OpEx Bravo also teaches participants to use these mechanisms in an environment they are not familiar with, such as very little sleep or no sleep at all. It is all about teamwork, speaking in the same language with people who have the same expertise. The colleagues you work with in OpEx Bravo are likely the ones you’ll meet out in the field and if not them, then people that have done the same training. In a language school you learn the same words, it is the same in OpEx Bravo: you find common ground.

It focuses on the team and also encourages a bit of competition which really tightens the team and brings everyone together. You are stuck together for a week and you are widening your network.

Q: Where do you see the future of IT emergency management training and simulations?

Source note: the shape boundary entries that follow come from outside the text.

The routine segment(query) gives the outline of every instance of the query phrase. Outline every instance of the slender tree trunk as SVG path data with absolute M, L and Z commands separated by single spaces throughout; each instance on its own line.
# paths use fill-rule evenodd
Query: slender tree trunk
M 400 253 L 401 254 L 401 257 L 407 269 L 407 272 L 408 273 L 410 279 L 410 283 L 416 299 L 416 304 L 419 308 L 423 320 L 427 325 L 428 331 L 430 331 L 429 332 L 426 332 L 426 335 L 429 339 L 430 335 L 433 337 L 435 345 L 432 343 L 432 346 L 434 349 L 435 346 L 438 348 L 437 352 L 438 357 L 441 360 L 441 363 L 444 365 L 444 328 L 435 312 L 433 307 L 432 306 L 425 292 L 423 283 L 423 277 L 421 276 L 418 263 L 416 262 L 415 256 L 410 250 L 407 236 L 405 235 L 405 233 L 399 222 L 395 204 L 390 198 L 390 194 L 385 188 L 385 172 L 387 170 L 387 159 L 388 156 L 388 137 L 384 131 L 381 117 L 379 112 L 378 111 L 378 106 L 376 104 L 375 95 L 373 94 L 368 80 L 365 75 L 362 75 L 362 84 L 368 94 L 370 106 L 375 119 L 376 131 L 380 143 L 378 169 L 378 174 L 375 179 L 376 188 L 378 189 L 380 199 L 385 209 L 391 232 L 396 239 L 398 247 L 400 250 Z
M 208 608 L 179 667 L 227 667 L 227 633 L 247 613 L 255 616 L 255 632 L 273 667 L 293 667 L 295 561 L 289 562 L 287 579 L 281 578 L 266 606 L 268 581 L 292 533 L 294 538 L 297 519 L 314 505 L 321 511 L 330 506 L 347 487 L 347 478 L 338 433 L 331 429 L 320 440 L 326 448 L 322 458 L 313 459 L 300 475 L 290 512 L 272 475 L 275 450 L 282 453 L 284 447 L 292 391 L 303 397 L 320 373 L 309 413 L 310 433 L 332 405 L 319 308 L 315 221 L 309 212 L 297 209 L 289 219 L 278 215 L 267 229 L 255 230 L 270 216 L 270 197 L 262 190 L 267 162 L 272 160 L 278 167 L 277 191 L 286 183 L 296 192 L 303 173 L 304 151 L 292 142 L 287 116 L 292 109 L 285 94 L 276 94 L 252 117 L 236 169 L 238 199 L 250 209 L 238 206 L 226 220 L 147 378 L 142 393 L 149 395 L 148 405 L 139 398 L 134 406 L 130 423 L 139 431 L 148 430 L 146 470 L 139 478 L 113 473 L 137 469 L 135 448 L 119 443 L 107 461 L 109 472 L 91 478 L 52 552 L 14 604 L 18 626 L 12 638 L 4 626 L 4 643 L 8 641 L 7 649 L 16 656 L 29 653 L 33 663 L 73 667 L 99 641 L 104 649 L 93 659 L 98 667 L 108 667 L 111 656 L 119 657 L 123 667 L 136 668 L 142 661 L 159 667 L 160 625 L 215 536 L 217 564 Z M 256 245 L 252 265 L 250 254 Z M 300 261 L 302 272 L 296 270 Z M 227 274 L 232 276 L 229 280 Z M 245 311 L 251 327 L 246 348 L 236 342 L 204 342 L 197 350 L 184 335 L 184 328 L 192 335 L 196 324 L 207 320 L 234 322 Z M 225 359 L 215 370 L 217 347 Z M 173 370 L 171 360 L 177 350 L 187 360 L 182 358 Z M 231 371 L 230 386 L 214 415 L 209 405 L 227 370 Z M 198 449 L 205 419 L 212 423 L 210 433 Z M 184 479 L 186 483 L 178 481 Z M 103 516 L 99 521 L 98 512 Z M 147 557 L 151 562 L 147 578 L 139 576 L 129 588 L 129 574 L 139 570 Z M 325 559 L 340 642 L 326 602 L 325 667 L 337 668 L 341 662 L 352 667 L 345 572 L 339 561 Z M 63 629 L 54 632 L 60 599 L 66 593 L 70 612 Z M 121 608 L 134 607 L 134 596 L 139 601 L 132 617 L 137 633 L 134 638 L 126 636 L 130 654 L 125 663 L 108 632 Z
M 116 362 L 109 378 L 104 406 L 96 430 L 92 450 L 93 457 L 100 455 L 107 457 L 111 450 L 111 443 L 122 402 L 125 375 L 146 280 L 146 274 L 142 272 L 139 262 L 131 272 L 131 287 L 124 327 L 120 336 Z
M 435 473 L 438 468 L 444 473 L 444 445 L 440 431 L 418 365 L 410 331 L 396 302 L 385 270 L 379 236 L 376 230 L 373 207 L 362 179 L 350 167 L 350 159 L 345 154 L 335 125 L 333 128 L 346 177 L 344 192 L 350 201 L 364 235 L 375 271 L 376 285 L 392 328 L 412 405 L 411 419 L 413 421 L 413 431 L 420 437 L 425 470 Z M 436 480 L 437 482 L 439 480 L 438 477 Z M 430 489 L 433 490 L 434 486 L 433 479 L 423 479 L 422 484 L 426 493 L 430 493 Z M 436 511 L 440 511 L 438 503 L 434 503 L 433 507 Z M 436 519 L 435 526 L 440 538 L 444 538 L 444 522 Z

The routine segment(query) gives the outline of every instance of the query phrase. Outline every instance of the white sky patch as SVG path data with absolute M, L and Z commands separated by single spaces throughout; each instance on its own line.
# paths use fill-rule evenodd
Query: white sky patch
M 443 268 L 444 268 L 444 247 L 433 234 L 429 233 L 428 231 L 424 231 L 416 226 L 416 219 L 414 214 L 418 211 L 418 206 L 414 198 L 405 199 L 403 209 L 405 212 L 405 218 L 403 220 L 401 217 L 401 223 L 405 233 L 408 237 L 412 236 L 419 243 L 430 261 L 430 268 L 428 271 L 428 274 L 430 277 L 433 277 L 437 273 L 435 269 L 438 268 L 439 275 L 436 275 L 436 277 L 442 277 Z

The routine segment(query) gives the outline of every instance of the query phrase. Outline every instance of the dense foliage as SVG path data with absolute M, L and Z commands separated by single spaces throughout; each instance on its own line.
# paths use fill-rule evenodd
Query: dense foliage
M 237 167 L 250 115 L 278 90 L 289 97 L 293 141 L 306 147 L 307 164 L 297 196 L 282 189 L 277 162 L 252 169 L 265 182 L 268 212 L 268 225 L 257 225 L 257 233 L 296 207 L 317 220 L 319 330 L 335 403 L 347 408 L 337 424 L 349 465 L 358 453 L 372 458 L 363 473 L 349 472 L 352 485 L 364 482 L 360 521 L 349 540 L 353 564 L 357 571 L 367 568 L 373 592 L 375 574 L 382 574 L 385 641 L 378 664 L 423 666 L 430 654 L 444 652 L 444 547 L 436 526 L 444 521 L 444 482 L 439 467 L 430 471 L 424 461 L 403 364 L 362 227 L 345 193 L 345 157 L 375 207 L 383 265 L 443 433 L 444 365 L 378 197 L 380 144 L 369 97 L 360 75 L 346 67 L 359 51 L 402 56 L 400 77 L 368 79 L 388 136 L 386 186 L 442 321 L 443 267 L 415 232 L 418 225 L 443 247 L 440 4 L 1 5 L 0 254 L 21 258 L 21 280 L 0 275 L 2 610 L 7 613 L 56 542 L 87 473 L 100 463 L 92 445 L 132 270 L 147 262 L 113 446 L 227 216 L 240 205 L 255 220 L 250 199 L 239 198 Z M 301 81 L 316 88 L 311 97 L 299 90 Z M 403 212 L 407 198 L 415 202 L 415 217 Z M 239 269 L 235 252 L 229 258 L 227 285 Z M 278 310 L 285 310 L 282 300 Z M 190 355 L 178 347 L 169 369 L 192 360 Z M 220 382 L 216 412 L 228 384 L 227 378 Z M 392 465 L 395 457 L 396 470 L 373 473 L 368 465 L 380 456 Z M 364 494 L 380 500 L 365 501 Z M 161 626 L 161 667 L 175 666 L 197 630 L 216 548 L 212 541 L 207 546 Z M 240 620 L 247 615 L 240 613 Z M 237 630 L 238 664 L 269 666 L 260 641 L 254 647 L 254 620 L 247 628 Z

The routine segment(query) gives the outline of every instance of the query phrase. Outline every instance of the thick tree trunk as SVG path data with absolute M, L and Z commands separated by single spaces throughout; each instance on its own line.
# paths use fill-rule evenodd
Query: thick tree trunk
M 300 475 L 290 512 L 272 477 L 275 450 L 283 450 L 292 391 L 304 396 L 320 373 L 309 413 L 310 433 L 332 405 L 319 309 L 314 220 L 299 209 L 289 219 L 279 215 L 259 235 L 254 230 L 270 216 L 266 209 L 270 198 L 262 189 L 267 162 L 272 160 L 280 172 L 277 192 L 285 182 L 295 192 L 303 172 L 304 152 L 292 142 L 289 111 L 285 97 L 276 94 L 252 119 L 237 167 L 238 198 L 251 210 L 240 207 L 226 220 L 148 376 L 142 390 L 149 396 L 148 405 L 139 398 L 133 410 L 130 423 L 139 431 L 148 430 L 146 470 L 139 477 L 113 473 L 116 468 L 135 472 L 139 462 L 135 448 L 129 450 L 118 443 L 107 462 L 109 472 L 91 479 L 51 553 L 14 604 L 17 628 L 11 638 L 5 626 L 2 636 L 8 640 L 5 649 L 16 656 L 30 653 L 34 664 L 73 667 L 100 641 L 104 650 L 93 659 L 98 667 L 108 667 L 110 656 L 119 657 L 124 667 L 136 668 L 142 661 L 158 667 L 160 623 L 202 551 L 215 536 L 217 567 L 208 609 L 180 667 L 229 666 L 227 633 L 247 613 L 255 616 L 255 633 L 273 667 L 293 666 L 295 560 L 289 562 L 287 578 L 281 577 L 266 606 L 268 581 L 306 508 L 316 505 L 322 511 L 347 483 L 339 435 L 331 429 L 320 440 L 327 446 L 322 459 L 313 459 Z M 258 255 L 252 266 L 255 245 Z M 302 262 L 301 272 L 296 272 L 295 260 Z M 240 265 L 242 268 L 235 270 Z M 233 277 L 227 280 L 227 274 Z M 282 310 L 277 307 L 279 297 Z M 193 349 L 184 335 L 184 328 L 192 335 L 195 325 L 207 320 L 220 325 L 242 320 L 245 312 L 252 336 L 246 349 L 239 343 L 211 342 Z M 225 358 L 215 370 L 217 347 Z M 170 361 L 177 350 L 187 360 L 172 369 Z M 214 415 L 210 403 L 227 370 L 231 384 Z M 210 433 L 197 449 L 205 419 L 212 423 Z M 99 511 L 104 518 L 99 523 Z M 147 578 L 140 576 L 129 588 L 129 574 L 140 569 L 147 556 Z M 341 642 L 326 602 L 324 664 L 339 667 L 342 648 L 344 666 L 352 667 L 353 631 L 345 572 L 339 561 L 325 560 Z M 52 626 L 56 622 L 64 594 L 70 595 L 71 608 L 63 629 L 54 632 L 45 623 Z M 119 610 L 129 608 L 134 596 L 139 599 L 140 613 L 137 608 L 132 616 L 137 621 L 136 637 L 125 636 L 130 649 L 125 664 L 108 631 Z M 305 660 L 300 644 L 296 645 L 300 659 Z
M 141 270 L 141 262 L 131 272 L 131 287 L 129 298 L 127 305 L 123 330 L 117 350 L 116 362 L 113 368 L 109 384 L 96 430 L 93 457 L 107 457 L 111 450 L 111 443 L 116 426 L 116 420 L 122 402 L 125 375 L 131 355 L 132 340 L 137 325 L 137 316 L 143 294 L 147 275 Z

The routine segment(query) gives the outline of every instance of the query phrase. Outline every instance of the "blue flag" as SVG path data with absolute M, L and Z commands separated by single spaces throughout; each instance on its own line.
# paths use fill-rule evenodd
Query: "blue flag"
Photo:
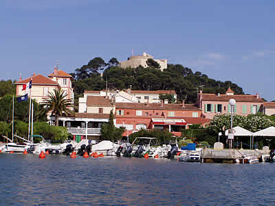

JK: IT disaster training in the future is moving towards managing and coordinating and less focused on the technology side. We will see more customer relations management (CRM) and less hands-on technical work; the latter will be left to local staff on the ground. You won't need to fly in tower specialists as all expertise will be locally available through building partnerships.

There will also be more focus on networking and analytics. When you start dealing with hundreds of thousands of beneficiaries and you need to analyse that volume of data coming in, you need a tool for that and IT will have to provide those tools.

So analysis, coordination, CRM, partnerships – this is the path ahead so we all need to be going in that direction.